When I was writing the last posting (about my 1966 Suffolk Music Festival certificate) my thoughts were turned to other aspects of my schooldays.
For no apparent reason a strange little fact popped into my memory concerning the names of the boys in my class.
And it was this….
Our third year (Year 9 by the current reckoning) at Copleston was the last one before we in the top “stream” were whittled down from thirty to the nineteen who would take the GCE “O” level examinations in two years time. And in that group of thirty were no less than SEVEN boys called David.
I can even recall the surnames (by which the whole class was known to the teachers and, indeed, each other in those days) from the class register; they were Butcher, Cooke, Cooper, Potter, Ramsey, Searle and Wright.
When pondering this I considered that seven out of thirty was a fairly remarkable proportion for a single name but it improved very slightly when the eleven who left us to do the newer and less well known CSE exams included Messrs Cooke and Cooper thus bringing it down to five out of nineteen.
Another oddity was that apart from the five Davids there was only one other incidence of a duplicated first name in the remaining fourteen – we had two Colins.

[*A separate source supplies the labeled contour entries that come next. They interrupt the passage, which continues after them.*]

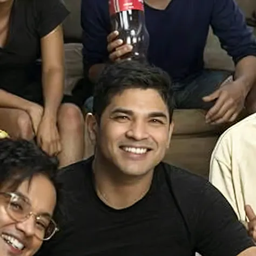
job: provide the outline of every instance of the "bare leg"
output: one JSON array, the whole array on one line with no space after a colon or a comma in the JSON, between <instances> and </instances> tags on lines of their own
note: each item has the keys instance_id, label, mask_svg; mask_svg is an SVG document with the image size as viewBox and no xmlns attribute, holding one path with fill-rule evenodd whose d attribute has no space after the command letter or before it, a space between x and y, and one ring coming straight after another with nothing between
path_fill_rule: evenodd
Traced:
<instances>
[{"instance_id":1,"label":"bare leg","mask_svg":"<svg viewBox=\"0 0 256 256\"><path fill-rule=\"evenodd\" d=\"M0 129L12 138L31 140L34 137L30 116L19 109L0 107Z\"/></svg>"},{"instance_id":2,"label":"bare leg","mask_svg":"<svg viewBox=\"0 0 256 256\"><path fill-rule=\"evenodd\" d=\"M84 150L84 120L81 111L75 105L64 103L59 109L58 127L62 145L58 155L59 166L82 160Z\"/></svg>"}]
</instances>

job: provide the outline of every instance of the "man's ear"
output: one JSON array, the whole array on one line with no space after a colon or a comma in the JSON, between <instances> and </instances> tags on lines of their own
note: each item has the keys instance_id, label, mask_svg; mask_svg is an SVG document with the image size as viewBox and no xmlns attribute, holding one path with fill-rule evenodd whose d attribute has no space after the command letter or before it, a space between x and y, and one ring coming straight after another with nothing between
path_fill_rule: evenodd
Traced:
<instances>
[{"instance_id":1,"label":"man's ear","mask_svg":"<svg viewBox=\"0 0 256 256\"><path fill-rule=\"evenodd\" d=\"M174 123L173 123L173 121L172 121L172 122L170 124L170 126L169 126L169 136L168 136L168 144L166 145L166 147L167 149L169 149L169 147L170 147L170 144L171 143L171 139L172 138L172 132L173 132L174 126Z\"/></svg>"},{"instance_id":2,"label":"man's ear","mask_svg":"<svg viewBox=\"0 0 256 256\"><path fill-rule=\"evenodd\" d=\"M85 134L87 134L91 143L94 145L96 142L98 124L95 116L92 113L86 114L85 125Z\"/></svg>"}]
</instances>

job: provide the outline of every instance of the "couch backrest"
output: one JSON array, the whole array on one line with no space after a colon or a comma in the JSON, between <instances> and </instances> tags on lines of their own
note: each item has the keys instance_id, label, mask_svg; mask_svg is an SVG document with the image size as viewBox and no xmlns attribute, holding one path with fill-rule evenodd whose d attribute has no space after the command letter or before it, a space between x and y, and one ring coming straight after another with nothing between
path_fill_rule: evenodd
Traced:
<instances>
[{"instance_id":1,"label":"couch backrest","mask_svg":"<svg viewBox=\"0 0 256 256\"><path fill-rule=\"evenodd\" d=\"M63 23L65 42L80 42L82 37L80 25L81 0L62 0L70 14Z\"/></svg>"}]
</instances>

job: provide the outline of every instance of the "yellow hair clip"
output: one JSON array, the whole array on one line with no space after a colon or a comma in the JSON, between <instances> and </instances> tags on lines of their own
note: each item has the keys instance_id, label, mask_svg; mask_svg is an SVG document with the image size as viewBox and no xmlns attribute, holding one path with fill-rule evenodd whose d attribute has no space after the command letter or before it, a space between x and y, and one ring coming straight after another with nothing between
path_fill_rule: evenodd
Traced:
<instances>
[{"instance_id":1,"label":"yellow hair clip","mask_svg":"<svg viewBox=\"0 0 256 256\"><path fill-rule=\"evenodd\" d=\"M0 139L4 139L5 138L10 138L10 136L6 132L0 130Z\"/></svg>"}]
</instances>

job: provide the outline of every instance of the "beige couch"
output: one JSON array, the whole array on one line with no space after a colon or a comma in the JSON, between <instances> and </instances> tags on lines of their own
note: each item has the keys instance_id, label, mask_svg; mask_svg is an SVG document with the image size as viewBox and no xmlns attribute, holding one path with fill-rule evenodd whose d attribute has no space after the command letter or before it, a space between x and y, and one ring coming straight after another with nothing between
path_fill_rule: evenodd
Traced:
<instances>
[{"instance_id":1,"label":"beige couch","mask_svg":"<svg viewBox=\"0 0 256 256\"><path fill-rule=\"evenodd\" d=\"M75 83L83 76L80 28L80 0L64 0L71 15L65 21L64 35L66 59L66 92L71 93ZM251 19L256 10L256 0L237 0L245 16ZM205 52L206 67L233 70L230 57L222 50L219 41L209 32ZM225 127L211 126L205 122L205 112L201 110L177 110L174 113L175 129L170 149L165 160L208 176L211 152L219 134ZM86 154L93 150L85 131Z\"/></svg>"}]
</instances>

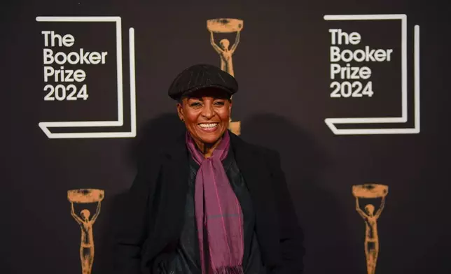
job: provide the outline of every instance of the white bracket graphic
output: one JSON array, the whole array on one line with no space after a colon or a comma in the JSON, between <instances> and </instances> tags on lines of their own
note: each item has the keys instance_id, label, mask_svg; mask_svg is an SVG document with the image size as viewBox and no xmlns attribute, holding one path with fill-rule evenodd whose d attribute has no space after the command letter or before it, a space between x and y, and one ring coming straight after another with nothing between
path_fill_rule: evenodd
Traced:
<instances>
[{"instance_id":1,"label":"white bracket graphic","mask_svg":"<svg viewBox=\"0 0 451 274\"><path fill-rule=\"evenodd\" d=\"M37 22L112 22L116 23L116 59L118 80L118 120L88 122L41 122L41 129L49 138L133 138L137 135L136 119L136 83L134 71L134 29L129 29L130 71L130 132L76 132L52 133L50 128L73 127L123 127L124 110L123 100L123 68L122 68L122 27L120 17L104 16L69 16L36 17Z\"/></svg>"},{"instance_id":2,"label":"white bracket graphic","mask_svg":"<svg viewBox=\"0 0 451 274\"><path fill-rule=\"evenodd\" d=\"M337 129L335 124L400 124L407 122L407 15L324 15L326 21L333 20L387 20L401 21L401 75L402 75L402 115L399 117L369 118L326 118L326 124L336 135L363 134L409 134L419 133L419 26L414 28L414 112L415 126L410 129Z\"/></svg>"}]
</instances>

That recollection would probably have passed into my consciousness, rattled about a bit and then passed out again had I not, shortly afterwards, had occasion to look at both my hotmail contacts list and the names of my friends on Facebook.
Now I don’t have all THAT big a circle of friends (as you can tell by the amount of time I’m able to devote to all this!) or even mere acquaintances and so I was slightly surprised to find a similar occurrence of a repeated first name there too.
Not David this time but I have at the moment no less than five friends called MIKE. Oh, and a cousin called Mick – so I guess I can claim six “Michael derivatives”!
You may have noticed (as my wife has) when reading the follow up comments on some of these posts that it is sometimes difficult to distinguish between the two Mikes who most regularly write stuff there.
That, of course, assumes that you DO bother to read the comments. If you don’t then I suggest you try it – they are, regrettably, often more entertaining than what I write!
For the record then they are as follows:
Mick S – my cousin and I put him first because I’ve known him longest. I can remember him being born to my Auntie in 1960.
Mike V – my friend through five years of school, nearly forty years of silence and then over a year of intensive on-line contact. This Mike lives in Thailand and his blog output is responsible for inspiring me to start to write this stuff! So now you know who to blame.
Mike J – we first met on a Barclays Bank Trust Co. training course in 1975 and for the last twenty-something years have been attending the annual Barclays fishing match (which you can read about by clicking on the “Gone Fishing” link in the sidebar of this blog).
Mike T – I first met Mike at the centralised Barclays Trust Co office here in Peterborough in late 1993 or early 1994. I was wandering around outside one lunchtime with headphones on listening to a tape (remember them?) on my walkman and he asked me what I was listening to. We were friends from then on and he was recruited to the Sea Fishing team for a couple of years. Mike T, who is the only Welsh friend I have, now lives in Herefordshire – to be near home – and frequently expresses approval of my work here! That’s why he gets the biggest paragraph.
Mike H and Mike A – put together because I don’t see either of them any more since the company we all worked for went into administration. From January 2007 to February 2009 the three of us comprised the entire IT Department but then part of the company was sold off to a competitor and Mike A went with it. Mike H (or “Mike the Manager”) appears several times in these postings, notably in “Wow!” on 3rd April 2009, and was removed from the company on “Black Friday” in July – four weeks before I left/was pushed.
And while I’m sure you’ve all been utterly underwhelmed by those introductions, I should mention that such duplications of names are unlikely to occur in the classrooms of any children to be born to my youngest daughter.
She solemnly assures me that any boy-child of which she might one day be delivered will be named “Geoffrey-of-Anjou” (just one name spelled EXACTLY like that) and any girl “Eleanor-of-Aquitaine”!
It’s something to do with her having a Masters degree in History!
I don’t want to try to calculate the odds of getting even TWO of those names in one class but I DO know it’s going to make writing my hypothetical grandchildren’s birthday cards a bit of a chore!